Advantages and features of the present invention and methods for accomplishing the same will become apparent with reference to the embodiments described in detail in the foregoing. However, the present invention is not limited to the embodiments described in detail, but may be embodied in various forms.

In one embodiment of the present invention, generally known methods, generally known mathematical formulas, generally known laws, generally known descriptions, generally known sequences and generally known techniques, The present invention can be applied to an embodiment of the present invention which is widely disclosed without relying on the use of the present invention.

In one embodiment of the present invention, methods, orders, and techniques that are known in the art, such as those specifically known to those skilled in the art, are not intended to be applied to the embodiments of the present invention.

Those skilled in the art will readily appreciate that a person skilled in the art will be able to carry out the invention without departing from the scope of the present invention, It will be appreciated that the invention is feasible.

The terms and expressions which have been employed herein are used as terms of the detailed description of the invention but are not intended to be limiting and are not intended to limit the terms or expressions of the described or illustrated features. However, various modifications are possible within the scope of the present invention. It is, therefore, to be understood that the exemplary embodiments and optional features, as well as modifications and variations of the concepts described herein, may be resorted to by the prior art and the like, even though the invention has been described by some preferred embodiments, Variations may be considered within the scope of the invention as defined by the appended claims.

In one embodiment of the present invention, the specific embodiments provided are illustrative of useful embodiments of the present invention, and those of ordinary skill in the art should understand that changes may be made to the elements, As will be appreciated by those skilled in the art.

Those skilled in the art will appreciate that in one embodiment of the invention particular embodiments of the invention may be used including various optional configurations and methods and steps.

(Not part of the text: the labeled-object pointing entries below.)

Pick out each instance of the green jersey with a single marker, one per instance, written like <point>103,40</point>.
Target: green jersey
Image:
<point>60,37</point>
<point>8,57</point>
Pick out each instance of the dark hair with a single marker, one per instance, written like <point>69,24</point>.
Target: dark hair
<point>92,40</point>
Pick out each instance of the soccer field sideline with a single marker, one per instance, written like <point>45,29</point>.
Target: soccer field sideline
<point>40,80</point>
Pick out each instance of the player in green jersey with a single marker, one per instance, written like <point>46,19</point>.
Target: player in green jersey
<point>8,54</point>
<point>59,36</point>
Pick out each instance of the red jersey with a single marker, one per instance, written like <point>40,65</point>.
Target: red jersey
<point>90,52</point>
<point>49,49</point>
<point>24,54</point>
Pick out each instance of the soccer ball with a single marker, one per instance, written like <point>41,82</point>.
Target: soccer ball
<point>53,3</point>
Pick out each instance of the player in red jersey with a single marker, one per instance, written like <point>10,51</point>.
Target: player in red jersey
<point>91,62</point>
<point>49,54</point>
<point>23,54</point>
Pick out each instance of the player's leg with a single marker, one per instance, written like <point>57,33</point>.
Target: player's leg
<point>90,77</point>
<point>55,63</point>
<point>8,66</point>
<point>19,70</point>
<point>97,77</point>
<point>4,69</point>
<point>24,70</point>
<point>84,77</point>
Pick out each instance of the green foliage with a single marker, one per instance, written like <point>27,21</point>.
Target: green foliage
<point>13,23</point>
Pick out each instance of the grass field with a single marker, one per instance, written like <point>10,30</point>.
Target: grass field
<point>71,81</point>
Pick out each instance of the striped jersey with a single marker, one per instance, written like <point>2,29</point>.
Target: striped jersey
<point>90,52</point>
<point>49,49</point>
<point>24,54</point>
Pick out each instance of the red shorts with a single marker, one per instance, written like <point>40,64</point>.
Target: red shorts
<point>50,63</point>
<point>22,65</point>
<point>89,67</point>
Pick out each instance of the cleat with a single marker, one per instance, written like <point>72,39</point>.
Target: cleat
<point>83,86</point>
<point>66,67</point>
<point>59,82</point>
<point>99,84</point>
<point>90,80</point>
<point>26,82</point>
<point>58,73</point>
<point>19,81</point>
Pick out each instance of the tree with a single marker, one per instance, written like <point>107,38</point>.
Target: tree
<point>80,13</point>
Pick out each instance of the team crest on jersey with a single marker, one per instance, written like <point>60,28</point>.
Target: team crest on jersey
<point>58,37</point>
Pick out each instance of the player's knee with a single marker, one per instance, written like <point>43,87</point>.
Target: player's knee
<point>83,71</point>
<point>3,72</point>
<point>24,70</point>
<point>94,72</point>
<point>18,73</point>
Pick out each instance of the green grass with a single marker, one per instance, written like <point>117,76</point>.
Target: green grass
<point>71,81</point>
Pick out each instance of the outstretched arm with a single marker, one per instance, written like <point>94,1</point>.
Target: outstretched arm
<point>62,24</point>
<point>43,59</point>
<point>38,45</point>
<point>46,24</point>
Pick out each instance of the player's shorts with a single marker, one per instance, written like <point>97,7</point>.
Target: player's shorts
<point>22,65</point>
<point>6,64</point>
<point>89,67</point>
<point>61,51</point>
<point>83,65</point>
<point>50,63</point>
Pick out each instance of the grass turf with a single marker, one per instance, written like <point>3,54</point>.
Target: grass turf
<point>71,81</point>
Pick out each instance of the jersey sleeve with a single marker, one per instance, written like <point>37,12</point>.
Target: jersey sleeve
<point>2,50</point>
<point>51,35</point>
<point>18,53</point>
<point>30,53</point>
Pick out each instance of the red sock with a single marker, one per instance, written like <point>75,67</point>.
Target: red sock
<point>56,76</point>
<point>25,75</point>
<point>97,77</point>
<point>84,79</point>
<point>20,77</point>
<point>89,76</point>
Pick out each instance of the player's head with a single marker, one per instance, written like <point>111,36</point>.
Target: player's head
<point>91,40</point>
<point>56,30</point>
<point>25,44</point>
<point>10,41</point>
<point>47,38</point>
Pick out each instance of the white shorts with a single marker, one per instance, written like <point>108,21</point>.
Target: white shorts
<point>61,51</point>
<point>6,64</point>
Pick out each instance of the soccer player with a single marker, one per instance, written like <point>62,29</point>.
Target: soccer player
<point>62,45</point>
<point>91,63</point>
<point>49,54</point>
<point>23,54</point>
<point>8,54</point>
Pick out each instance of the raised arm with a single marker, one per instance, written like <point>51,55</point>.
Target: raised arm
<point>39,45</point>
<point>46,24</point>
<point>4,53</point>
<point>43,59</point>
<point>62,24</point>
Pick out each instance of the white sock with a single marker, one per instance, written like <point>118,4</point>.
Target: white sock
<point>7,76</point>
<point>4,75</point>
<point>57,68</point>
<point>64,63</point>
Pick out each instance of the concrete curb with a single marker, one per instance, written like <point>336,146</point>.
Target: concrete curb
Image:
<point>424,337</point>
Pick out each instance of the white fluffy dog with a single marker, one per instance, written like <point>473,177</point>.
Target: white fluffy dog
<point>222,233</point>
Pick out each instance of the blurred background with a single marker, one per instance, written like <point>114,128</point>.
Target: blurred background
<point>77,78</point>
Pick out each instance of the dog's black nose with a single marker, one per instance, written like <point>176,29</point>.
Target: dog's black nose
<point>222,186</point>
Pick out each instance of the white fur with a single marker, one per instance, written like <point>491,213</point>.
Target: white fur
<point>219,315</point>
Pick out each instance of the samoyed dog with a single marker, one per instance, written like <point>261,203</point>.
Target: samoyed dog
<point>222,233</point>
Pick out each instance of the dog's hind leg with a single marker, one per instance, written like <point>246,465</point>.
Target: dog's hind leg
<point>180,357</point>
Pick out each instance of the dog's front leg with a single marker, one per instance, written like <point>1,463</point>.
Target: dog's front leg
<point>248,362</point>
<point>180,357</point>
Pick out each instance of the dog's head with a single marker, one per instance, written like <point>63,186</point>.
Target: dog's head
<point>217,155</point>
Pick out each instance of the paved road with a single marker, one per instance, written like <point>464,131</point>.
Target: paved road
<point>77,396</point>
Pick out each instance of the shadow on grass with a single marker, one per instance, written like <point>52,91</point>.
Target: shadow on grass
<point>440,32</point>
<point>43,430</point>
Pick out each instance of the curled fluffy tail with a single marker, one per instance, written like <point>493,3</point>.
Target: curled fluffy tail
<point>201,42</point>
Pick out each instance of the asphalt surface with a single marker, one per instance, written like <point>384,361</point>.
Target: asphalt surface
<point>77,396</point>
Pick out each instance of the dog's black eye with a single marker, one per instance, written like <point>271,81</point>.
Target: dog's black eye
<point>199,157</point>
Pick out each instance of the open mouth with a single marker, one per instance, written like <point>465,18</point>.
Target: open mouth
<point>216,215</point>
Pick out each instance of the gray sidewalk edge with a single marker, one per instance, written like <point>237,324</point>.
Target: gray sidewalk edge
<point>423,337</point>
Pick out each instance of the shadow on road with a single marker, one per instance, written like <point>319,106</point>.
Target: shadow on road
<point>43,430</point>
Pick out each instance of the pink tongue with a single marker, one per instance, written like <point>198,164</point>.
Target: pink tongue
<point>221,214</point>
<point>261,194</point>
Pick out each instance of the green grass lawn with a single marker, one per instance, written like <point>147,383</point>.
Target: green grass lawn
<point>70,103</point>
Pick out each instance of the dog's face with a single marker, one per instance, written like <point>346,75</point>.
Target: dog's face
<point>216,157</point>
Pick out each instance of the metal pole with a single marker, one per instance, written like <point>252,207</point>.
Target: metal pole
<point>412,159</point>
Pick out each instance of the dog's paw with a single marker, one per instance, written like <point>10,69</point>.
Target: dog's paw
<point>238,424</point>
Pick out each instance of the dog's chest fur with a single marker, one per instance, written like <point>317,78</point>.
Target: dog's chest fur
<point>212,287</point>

The specific nomenclature of the components described or illustrated herein may be resorted to as an example, insofar as those of ordinary skill in the art to which the invention pertains may specifically refer to the specific names of the same components. Accordingly, the specific names of the components described or illustrated herein should be understood based on the overall description of the invention as set forth.

In one embodiment of the present invention, it is contemplated that combinations of the described or described groups of the present invention may be used to practice the present invention, if not otherwise stated.

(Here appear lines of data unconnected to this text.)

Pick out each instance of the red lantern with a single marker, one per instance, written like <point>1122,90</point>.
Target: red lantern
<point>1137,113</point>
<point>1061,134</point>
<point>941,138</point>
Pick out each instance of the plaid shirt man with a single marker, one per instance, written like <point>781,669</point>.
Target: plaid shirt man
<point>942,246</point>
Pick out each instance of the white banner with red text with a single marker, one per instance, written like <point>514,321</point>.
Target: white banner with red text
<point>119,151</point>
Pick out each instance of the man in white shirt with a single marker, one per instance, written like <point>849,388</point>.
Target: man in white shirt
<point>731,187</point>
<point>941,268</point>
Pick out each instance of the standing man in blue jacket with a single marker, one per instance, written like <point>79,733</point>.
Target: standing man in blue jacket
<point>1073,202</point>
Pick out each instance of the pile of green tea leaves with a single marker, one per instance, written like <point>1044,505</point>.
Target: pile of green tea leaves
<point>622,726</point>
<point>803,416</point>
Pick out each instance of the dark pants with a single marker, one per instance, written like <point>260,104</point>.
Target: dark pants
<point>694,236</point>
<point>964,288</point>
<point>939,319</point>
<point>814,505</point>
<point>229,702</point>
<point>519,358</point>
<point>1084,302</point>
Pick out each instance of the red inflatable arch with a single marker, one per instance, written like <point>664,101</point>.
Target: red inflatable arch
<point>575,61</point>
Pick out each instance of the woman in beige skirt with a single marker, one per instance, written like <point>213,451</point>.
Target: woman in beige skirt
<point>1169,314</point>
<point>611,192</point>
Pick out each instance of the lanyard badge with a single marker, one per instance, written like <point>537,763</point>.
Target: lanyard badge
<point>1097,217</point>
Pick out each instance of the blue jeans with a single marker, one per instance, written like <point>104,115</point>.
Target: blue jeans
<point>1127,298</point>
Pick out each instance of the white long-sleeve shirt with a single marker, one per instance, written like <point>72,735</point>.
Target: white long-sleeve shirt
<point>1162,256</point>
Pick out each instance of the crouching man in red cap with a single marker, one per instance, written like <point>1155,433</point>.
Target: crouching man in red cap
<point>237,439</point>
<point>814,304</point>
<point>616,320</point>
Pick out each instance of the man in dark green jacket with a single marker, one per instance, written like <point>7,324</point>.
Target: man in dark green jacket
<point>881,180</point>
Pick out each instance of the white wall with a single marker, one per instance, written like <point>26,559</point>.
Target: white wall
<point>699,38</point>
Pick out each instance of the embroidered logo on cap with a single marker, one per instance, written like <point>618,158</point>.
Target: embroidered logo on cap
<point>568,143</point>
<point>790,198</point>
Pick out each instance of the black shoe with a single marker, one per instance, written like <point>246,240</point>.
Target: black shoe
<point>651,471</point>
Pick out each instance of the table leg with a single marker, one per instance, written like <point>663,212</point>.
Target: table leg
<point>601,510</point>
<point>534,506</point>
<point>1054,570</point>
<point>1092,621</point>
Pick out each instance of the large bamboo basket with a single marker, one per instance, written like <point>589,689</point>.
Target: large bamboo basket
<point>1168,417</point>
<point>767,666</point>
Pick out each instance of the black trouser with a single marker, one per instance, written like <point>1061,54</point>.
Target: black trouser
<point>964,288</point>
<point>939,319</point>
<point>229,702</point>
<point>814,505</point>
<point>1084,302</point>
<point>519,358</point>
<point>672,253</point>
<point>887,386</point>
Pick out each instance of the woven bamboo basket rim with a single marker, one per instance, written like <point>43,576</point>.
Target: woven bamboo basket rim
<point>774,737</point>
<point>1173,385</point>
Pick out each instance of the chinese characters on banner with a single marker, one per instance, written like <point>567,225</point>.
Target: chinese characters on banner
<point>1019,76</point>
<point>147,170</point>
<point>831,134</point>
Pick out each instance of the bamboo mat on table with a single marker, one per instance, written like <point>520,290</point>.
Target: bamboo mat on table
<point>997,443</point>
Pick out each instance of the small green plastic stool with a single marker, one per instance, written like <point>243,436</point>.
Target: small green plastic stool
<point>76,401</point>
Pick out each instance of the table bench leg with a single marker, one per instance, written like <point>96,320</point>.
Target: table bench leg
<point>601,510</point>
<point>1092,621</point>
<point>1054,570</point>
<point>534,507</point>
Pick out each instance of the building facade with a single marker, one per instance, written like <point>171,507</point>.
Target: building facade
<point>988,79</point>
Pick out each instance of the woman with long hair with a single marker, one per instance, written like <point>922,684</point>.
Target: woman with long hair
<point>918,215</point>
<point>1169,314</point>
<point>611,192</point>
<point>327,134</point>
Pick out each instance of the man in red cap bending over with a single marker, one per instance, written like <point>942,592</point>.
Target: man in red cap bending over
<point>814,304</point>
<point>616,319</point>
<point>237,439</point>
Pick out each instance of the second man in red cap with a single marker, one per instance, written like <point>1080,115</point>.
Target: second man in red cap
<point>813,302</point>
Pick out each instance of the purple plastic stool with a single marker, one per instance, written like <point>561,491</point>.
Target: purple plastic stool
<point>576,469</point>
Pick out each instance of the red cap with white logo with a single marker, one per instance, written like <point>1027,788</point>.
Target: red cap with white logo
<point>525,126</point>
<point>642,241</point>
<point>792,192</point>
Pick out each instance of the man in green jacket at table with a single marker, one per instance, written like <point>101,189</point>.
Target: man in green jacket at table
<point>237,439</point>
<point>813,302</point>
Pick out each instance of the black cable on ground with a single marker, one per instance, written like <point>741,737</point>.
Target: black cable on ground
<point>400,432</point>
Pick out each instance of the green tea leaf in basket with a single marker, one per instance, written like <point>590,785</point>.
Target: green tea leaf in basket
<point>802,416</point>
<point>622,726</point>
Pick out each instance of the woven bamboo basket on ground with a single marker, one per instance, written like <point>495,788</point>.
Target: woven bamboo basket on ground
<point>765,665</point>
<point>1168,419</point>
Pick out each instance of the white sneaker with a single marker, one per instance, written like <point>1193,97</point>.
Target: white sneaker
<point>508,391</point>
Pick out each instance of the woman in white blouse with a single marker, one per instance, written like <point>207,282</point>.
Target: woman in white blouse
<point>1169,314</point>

In one embodiment of the present invention, combinations of the groups described or described that may be included in a higher group of the present invention may be used within a higher group of the present invention, unless otherwise stated.

In an embodiment of the present invention, individual values that may be included in the scope of the group described or described above as well as when the scope of the group described or described is given in detail may be used in the scope of the above described or described group.

In an embodiment of the present invention, combinations of groups that can be included in the scope of the groups described or described above, as well as when the scope of the groups described or described is given in detail, may be used in the scope of the groups described or described above .

In an embodiment of the present invention, when a range of the described or described group is given in detail, a group which can be included in the range of the above described or described group can be used in the range of the above described or described group.

In one embodiment of the present invention, equivalently known components or variants of the components described or illustrated can be used to practice the invention without intending to be mentioned otherwise.

In one embodiment of the present invention, the contents of the present invention have been described at the level of those skilled in the art.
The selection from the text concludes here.